67. The method according to claim 66, further characterized in that the antibody is a fragment of the antibody selected from the group consisting of Fab, Fab', F(ab)2, F(ab')2, scFv, and combinations thereof.

68. A cell comprising the antibody of at least one of claims 1 to 63.

69. The cell according to claim 68, further characterized in that the cell produces the antibody of at least one of claims 1 to 63.

70. The cell according to claim 69, further characterized in that the cell is a hybridoma.

71. A genetically modified non-human animal that expresses human C5.

72. The genetically modified non-human animal according to claim 71, further characterized in that the non-human animal is a rodent.

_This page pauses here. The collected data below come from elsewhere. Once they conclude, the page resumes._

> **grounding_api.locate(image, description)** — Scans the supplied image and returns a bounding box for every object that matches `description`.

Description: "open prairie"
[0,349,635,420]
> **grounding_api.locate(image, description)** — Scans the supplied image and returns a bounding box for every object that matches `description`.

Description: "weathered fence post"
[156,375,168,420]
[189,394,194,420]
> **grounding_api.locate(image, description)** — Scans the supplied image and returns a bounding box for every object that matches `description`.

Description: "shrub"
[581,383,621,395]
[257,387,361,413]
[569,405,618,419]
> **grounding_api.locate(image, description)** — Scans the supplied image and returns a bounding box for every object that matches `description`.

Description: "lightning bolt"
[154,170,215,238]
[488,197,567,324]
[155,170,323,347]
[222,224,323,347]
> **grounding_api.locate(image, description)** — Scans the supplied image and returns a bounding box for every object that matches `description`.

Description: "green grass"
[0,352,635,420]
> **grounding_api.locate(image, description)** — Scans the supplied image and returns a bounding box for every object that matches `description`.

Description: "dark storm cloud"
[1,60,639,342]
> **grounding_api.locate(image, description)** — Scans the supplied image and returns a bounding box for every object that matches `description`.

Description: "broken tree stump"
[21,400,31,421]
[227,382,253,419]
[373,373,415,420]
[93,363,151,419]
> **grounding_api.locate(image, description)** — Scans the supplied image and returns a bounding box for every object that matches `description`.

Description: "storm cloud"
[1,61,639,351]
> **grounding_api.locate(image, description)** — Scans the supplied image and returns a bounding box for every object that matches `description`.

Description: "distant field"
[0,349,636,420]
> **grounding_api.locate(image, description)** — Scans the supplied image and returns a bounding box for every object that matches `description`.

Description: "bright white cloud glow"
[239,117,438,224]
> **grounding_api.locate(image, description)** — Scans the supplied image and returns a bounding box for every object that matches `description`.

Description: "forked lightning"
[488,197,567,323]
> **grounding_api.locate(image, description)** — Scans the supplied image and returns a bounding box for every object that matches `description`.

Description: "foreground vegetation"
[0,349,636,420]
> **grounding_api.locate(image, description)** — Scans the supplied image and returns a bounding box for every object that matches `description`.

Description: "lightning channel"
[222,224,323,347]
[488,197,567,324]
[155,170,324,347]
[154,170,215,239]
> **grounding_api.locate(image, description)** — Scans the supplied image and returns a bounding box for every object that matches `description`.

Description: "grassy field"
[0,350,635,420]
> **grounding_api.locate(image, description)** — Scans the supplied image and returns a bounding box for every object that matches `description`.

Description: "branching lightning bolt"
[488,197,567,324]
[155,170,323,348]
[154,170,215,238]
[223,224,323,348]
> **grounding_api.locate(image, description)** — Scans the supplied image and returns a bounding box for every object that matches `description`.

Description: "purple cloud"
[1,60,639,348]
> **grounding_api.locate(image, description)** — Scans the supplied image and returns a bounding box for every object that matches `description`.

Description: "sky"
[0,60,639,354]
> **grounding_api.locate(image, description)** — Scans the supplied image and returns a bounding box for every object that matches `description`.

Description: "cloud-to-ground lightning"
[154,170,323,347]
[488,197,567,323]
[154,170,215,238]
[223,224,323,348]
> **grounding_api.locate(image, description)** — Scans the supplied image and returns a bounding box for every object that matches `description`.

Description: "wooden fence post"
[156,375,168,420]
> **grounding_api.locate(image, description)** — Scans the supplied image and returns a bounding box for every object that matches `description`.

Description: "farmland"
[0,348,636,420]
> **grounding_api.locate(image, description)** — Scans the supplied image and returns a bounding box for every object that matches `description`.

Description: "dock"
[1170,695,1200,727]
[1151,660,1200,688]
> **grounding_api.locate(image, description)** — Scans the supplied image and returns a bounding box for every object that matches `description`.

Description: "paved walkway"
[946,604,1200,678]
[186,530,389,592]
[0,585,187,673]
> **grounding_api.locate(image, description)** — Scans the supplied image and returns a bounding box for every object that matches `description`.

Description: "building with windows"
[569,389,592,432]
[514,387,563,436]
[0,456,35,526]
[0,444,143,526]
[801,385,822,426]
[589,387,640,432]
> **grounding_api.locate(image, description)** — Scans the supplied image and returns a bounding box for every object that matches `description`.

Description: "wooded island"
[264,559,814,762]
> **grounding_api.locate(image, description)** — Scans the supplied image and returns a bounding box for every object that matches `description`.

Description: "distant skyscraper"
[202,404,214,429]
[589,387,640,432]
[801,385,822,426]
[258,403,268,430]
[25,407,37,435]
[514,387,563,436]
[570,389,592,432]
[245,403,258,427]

73. The genetically modified non-human animal according to claim 72, further characterized in that the non-human animal is a mouse.

74. The genetically modified non-human animal according to claim 72, further characterized in that the non-human animal is a NOD / SCID mouse.

75. The genetically modified non-human animal according to claim 72, further characterized in that the non-human animal is an FcRn / SCID mouse.